Researchers at UCLA have now scientifically confirmed what street cops and investigators have long believed: Victims and witnesses tend to exaggerate their descriptions of assailants armed with deadly weapons.
Across a series of online experiments, a team from the university’s Center for Behavior, Evolution, and Culture tested hundreds of civilian volunteers of mixed genders, ages, and ethnicities. Each participant was shown profile photographs of white, adult men’s right hands gripping a variety of familiar items. In some cases, the hands held non-weapons: a power drill, a caulking gun, a handsaw, a paintbrush, or a squirt gun. In other photos, the hands clutched a .45-cal. pistol, a .357 revolver, or a large butcher knife.
The hands were “nearly identical in size and appearance” and devoid of any possibly prejudicial characteristics, such as tattoos, scars, hairiness, jewelry, or distinctive pigmentation. The viewers could not see any of the rest of any model’s body. Yet when the subjects were asked to estimate the unseen individuals’ physicality based solely on the hand photos, a telling pattern emerged.
Overwhelmingly, the researchers report, the hands holding a gun or the knife were judged to belong to men who were taller and with greater body mass and muscularity than those displaying the tools and toy. In reality, no such differences existed.

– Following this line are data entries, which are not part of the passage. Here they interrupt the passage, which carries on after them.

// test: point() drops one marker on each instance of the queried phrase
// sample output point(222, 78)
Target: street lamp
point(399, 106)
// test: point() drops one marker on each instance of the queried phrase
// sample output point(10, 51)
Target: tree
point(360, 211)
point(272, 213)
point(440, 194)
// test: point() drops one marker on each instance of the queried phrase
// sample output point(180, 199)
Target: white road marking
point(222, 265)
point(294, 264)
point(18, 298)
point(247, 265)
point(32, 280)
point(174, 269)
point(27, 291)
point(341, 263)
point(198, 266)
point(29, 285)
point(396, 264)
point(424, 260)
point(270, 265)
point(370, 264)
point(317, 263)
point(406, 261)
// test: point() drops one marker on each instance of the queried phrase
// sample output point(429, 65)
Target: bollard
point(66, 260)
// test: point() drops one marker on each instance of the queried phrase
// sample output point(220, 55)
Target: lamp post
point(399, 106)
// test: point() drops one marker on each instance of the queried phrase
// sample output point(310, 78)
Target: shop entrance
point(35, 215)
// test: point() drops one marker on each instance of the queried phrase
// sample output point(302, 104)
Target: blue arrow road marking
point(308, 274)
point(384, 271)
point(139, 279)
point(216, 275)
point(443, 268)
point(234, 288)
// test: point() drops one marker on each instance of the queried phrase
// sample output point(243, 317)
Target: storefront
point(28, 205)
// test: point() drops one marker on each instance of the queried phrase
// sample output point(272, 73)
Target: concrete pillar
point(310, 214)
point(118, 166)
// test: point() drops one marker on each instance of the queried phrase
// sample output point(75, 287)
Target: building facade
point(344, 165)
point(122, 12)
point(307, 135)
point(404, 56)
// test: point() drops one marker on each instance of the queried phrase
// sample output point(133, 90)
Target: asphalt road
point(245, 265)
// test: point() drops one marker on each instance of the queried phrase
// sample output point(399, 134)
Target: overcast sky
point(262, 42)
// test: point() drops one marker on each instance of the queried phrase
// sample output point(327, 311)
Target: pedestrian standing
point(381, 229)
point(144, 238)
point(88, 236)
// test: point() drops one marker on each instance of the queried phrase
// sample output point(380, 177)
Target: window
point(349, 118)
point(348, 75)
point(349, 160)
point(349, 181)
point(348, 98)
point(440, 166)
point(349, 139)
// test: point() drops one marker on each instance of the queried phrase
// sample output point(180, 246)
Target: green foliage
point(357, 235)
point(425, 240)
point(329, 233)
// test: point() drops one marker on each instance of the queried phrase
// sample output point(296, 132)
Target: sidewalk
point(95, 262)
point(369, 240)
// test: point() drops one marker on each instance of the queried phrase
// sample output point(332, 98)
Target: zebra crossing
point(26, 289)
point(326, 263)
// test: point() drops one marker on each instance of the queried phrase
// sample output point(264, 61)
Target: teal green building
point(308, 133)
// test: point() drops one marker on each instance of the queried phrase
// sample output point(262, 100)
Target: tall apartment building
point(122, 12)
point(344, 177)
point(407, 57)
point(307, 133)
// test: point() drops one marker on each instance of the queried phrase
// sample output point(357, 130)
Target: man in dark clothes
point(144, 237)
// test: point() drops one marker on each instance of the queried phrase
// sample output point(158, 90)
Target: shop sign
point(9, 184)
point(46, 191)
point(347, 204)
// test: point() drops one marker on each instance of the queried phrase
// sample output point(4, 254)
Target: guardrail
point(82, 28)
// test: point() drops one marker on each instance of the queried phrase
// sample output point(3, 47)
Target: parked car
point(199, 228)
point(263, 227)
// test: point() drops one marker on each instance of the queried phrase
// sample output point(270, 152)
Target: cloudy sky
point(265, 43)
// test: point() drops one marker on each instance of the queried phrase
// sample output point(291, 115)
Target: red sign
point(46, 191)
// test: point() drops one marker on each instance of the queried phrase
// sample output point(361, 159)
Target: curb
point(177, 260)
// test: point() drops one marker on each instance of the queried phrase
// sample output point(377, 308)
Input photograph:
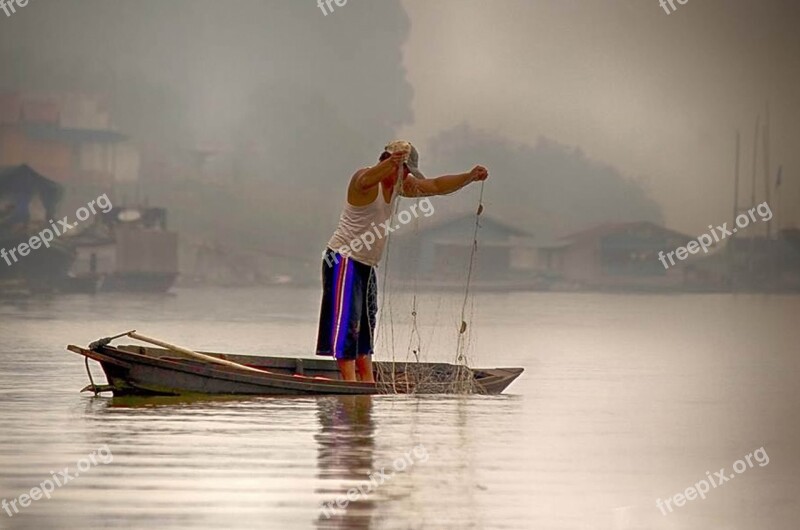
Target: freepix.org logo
point(9, 7)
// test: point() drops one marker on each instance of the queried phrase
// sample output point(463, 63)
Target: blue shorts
point(349, 307)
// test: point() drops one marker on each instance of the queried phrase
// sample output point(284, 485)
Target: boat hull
point(134, 370)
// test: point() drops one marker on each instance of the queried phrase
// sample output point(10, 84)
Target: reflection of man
point(345, 453)
point(349, 291)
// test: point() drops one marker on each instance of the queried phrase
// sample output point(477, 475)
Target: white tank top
point(356, 224)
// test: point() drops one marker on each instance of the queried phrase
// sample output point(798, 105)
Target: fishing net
point(402, 339)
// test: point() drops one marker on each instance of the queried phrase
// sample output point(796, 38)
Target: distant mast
point(767, 176)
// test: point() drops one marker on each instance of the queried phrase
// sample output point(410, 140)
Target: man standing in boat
point(349, 286)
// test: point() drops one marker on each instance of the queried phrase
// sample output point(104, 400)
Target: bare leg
point(347, 368)
point(364, 365)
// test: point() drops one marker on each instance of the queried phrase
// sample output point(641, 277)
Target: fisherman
point(349, 287)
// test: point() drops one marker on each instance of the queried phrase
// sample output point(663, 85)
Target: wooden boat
point(141, 370)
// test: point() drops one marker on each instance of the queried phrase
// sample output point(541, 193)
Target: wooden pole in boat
point(194, 354)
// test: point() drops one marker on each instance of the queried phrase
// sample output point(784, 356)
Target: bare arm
point(444, 185)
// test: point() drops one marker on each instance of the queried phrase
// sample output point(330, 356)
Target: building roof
point(606, 229)
point(24, 179)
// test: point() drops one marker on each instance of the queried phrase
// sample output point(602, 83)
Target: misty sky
point(658, 96)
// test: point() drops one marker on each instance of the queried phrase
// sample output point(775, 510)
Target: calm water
point(625, 399)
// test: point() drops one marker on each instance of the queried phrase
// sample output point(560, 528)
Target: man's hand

Estimation of another person’s size and strength — how “formidable” he or she appears to be as a potential or actual foe — can be influenced by that person’s “access to weaponry,” the researchers conclude. “Knowing that an individual possesses a gun or a large kitchen knife leads observers to conceptualize him as taller, and generally larger and more muscular, than individuals who possess only mundane objects.”

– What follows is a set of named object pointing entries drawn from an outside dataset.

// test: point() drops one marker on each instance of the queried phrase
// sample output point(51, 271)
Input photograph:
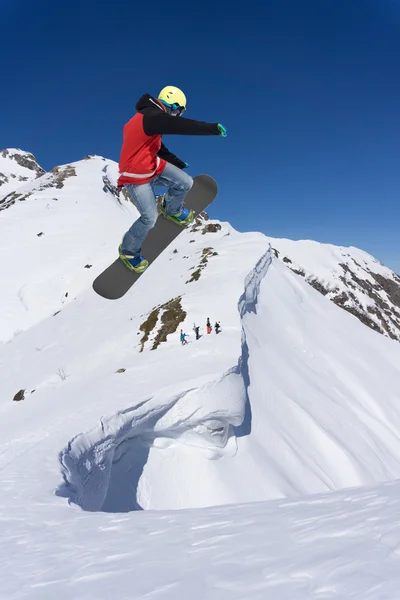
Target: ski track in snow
point(101, 469)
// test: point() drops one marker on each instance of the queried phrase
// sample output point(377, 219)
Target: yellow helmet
point(173, 97)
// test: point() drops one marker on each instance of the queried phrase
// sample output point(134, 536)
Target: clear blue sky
point(309, 91)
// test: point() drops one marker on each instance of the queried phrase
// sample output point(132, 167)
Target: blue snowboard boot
point(134, 263)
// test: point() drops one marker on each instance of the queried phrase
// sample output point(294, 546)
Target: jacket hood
point(147, 101)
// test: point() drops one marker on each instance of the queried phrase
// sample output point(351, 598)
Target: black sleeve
point(154, 124)
point(169, 157)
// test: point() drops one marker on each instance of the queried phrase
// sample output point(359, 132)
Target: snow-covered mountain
point(351, 278)
point(104, 412)
point(16, 169)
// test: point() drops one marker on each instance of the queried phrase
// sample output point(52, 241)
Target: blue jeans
point(143, 197)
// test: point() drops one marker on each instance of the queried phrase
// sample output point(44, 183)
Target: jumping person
point(145, 162)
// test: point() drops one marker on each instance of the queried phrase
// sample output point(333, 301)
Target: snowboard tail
point(116, 280)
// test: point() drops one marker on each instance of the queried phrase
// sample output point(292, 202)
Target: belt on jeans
point(142, 175)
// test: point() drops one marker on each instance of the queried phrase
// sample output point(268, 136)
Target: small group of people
point(196, 329)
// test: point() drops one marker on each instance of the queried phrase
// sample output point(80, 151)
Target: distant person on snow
point(145, 162)
point(183, 337)
point(208, 325)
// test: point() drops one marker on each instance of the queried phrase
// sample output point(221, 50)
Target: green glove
point(221, 130)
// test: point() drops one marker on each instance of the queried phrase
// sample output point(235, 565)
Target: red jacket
point(143, 155)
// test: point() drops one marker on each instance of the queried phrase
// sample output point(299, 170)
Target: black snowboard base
point(117, 279)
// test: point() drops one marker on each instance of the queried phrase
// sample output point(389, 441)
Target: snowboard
point(117, 279)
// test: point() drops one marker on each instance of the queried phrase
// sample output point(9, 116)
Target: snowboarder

A leading law enforcement researcher, Dr. Bryan Vila, a criminal justice professor at Washington State University in Spokane, told Police1 that the UCLA study is important for officers to keep in mind when interviewing witnesses and victims. Vila was not involved in the study, but he says it “helps confirm the folk wisdom that cops have long believed” regarding exaggeration in civilian descriptions.
Not only can the findings be useful in evaluating statements regarding an armed suspect’s height and build, but they also give officers “scientific evidence they can cite to help justify probable cause for warrants and arrests when the suspect is smaller than witnesses estimate,” Vila says.
The study, “Weapons Make the Man (Larger): Formidability Is Represented as Size and Strength in Humans” by Dr. Daniel Fessler and others, can be accessed in full without charge at www.plosone.org/article/info:doi/10.1371/journal.pone.0032751.